### Get event occurrence date for each category

In [2]:
from bs4 import BeautifulSoup
from urllib import request
import re
import pandas as pd
import datetime
from dateutil.relativedelta import relativedelta
import numpy as np
import pickle

### Earthquakes

In [3]:
disaster_lis=[]#name of earthquake(list)
url="https://en.wikipedia.org/wiki/List_of_earthquakes_2011-2020"#summary page
html = request.urlopen(url)
soup = BeautifulSoup(html, "html.parser")
td_tag = soup.find_all("td")#all link tag
pattern1 = r'<i>see</i> <a (.*)</a>'
pattern2 = r'href="\/wiki\/([^ ]+)"'

for tag in td_tag:
    result1 = re.findall(pattern1, str(tag))
    if result1 != []:
        result2 = re.findall(pattern2, result1[0])
        disaster_lis.append(result2[0])


pattern = r'<td class="infobox-data">(\d*-\d*-\d*) \d*:\d*:\d*</td>'
disaster_dict={}#dictionary(name of earthquake:event occurance date)
not_get=[]
count=0

for disaster in list(dict.fromkeys(disaster_lis)):#Avoid duplication and repeat

    url="https://en.wikipedia.org/wiki/{0}".format(disaster)
    html = request.urlopen(url)
    soup = BeautifulSoup(html, "html.parser")
    info = soup.find(class_="infobox-data")
    result = re.findall(pattern, str(info))
    
    if result == []:
        not_get.append(disaster)
    else:
        event_date=datetime.datetime.strptime(result[0], '%Y-%m-%d')#Event Occurence Date
        from_date = datetime.datetime(2015, 7, 1)
        to_date = datetime.datetime(2020, 7, 1)

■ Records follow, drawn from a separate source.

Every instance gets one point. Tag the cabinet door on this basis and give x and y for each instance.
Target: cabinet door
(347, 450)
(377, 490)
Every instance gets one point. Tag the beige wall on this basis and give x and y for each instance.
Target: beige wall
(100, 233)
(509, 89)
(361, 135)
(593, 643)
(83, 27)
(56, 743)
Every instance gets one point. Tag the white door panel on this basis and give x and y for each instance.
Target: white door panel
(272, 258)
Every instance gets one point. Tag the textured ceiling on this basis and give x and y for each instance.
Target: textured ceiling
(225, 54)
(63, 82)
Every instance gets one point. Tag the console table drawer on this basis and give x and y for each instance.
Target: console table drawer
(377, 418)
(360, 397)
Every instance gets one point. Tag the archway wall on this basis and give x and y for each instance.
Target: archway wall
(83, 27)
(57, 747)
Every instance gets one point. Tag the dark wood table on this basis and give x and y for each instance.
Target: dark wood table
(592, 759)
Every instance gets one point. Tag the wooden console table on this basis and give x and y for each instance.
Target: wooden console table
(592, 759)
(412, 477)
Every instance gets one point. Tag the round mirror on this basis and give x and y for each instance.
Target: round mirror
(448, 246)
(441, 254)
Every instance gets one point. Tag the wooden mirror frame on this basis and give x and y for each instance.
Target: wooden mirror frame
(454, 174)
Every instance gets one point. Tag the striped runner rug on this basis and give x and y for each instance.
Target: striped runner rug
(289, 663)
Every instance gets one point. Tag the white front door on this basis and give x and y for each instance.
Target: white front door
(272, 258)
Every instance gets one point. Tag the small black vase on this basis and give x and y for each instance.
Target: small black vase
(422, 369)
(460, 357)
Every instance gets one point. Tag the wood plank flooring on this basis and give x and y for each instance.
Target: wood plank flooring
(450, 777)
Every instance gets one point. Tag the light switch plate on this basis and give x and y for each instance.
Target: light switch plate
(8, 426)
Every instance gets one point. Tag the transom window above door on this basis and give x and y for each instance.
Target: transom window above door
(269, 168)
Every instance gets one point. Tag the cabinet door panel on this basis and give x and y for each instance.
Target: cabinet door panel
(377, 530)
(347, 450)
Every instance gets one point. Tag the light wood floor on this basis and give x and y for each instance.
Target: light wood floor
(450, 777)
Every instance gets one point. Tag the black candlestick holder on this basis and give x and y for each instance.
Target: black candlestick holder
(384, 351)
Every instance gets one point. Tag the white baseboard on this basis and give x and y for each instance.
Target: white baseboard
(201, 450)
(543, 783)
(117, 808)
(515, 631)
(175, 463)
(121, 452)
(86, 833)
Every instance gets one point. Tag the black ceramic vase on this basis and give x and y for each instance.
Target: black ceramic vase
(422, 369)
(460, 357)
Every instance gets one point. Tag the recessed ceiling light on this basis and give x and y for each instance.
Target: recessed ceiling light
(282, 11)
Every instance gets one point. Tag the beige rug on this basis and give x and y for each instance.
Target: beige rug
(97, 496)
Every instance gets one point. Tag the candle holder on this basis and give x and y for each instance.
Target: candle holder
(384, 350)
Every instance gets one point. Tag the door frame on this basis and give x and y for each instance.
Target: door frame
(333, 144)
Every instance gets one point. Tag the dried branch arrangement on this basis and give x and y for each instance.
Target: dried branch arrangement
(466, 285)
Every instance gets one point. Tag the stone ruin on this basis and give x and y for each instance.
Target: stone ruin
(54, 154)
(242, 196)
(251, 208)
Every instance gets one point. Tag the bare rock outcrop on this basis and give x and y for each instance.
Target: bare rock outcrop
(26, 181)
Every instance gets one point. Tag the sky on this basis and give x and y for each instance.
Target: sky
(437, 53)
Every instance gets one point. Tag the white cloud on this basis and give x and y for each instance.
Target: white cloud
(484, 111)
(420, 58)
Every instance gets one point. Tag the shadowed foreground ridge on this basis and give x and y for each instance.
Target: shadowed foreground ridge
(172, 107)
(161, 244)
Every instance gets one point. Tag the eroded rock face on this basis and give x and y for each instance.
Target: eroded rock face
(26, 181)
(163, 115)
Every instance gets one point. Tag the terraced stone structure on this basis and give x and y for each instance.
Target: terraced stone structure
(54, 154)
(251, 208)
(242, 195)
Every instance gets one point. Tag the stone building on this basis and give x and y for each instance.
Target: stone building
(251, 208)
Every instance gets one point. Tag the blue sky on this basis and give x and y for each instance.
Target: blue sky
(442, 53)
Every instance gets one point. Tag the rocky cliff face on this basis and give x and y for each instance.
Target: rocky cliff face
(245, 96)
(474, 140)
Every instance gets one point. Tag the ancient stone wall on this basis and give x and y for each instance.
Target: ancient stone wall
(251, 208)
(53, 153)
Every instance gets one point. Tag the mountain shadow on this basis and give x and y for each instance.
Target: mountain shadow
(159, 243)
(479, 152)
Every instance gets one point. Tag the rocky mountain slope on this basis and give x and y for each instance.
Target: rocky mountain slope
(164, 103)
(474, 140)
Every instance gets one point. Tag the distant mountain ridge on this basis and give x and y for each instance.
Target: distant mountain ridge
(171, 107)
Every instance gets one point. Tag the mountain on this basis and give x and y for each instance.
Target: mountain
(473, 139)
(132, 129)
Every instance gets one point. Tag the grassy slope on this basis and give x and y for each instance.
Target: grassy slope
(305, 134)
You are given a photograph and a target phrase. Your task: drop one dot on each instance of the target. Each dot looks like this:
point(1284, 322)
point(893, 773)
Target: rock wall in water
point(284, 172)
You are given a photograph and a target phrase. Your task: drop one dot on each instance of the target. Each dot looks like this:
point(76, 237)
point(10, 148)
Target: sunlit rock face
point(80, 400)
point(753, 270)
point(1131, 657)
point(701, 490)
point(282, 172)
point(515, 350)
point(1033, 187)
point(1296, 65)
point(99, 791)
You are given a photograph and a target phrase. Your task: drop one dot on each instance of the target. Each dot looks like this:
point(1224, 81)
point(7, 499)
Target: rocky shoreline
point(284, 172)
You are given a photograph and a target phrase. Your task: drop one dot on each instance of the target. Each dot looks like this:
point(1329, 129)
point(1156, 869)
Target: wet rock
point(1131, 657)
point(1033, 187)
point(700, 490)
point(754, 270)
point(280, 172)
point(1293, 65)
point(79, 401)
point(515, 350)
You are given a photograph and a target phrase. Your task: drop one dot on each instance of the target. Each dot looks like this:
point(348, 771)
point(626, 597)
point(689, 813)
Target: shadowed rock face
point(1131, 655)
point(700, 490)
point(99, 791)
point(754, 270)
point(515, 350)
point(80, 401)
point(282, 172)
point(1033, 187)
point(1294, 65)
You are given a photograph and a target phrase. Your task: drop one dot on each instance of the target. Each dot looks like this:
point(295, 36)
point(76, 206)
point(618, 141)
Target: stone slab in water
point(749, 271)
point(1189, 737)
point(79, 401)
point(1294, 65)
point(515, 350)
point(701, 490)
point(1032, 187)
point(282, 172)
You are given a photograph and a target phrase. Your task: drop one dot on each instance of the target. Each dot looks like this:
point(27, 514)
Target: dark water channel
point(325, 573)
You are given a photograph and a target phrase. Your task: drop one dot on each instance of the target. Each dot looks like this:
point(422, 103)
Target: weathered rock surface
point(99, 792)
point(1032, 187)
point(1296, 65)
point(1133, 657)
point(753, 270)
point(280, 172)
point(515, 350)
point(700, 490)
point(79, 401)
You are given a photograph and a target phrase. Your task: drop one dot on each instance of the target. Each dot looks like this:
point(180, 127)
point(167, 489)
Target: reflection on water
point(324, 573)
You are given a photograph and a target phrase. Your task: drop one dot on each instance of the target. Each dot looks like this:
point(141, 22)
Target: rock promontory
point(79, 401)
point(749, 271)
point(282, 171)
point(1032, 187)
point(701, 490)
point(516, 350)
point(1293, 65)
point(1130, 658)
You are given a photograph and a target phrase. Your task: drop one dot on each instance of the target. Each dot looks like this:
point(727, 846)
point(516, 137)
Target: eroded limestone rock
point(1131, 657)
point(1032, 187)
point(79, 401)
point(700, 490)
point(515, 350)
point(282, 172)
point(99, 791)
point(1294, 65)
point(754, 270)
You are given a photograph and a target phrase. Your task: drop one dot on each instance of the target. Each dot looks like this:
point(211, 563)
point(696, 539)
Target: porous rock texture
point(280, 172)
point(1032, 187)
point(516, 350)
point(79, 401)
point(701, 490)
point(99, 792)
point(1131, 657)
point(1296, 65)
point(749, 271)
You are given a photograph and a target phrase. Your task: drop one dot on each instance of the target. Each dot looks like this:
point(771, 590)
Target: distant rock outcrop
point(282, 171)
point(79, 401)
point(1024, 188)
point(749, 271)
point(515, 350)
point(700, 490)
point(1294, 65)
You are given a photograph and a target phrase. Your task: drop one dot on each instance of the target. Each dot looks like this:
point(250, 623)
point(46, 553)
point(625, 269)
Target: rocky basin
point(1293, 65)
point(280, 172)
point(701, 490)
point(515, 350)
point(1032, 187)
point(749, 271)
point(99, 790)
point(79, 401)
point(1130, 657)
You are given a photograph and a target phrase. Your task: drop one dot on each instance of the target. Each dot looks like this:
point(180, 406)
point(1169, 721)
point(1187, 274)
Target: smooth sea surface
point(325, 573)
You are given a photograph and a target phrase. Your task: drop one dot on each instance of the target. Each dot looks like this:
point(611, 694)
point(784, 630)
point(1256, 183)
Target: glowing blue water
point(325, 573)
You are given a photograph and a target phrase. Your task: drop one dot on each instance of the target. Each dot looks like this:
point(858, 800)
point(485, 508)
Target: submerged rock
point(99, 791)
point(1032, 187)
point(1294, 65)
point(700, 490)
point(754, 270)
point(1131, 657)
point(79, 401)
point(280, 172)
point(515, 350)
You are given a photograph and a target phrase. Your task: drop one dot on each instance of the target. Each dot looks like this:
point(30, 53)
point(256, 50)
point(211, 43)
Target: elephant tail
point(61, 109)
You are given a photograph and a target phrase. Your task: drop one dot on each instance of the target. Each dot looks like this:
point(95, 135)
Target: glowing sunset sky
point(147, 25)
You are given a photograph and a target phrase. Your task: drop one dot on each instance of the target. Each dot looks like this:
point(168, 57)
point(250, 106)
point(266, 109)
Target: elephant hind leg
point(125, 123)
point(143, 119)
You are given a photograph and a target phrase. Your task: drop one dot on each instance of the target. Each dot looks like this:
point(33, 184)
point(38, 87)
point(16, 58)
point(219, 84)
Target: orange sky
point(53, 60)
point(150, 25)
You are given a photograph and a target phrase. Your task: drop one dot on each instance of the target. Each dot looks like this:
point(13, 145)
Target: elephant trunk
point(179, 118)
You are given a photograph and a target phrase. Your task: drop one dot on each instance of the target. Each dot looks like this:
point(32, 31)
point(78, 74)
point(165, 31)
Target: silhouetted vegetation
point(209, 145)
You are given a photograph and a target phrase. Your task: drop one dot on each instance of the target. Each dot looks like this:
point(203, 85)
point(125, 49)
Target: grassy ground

        if from_date <= event_date < to_date: 
            disaster_dict[disaster]=event_date.strftime('%Y-%m-%d')
            
        else:
            not_get.append(disaster)
    count+=1
    print(f"\r{count*100/len(list(dict.fromkeys(disaster_lis)))}%", end='')
    
dt_now = datetime.datetime.now()
print(f"get time:{dt_now}")
print(f"number of URL data: {len(list(dict.fromkeys(disaster_lis)))}data")
print(f"can get date:{len(disaster_dict)}data")

100.0%get time:2022-03-23 14:00:12.500964
number of URL data: 150data
can get date:74data


In [4]:
#Save
with open("NameURL/disaster.pkl","wb") as f:
    pickle.dump(disaster_dict, f)

### Tero incidents

In [15]:
years=[2015,2016,2017,2018,2019,2020]#year list
tero_dict={}#dictionary(name of tero:event occurance date)
page=0

for year in years:
    
    url="https://en.wikipedia.org/wiki/List_of_terrorist_incidents_in_"+str(year)#summary page
    data = pd.read_html(url, header = 0)

    tero_name_lis=data[0]["Article"].values.tolist()#get the list of tero from the table
    tero_lis=[]#list of URL
    pattern = r'href="\/wiki\/([^ ]+)"'
    html = request.urlopen(url)
    soup = BeautifulSoup(html,"html.parser",from_encoding='utf-8')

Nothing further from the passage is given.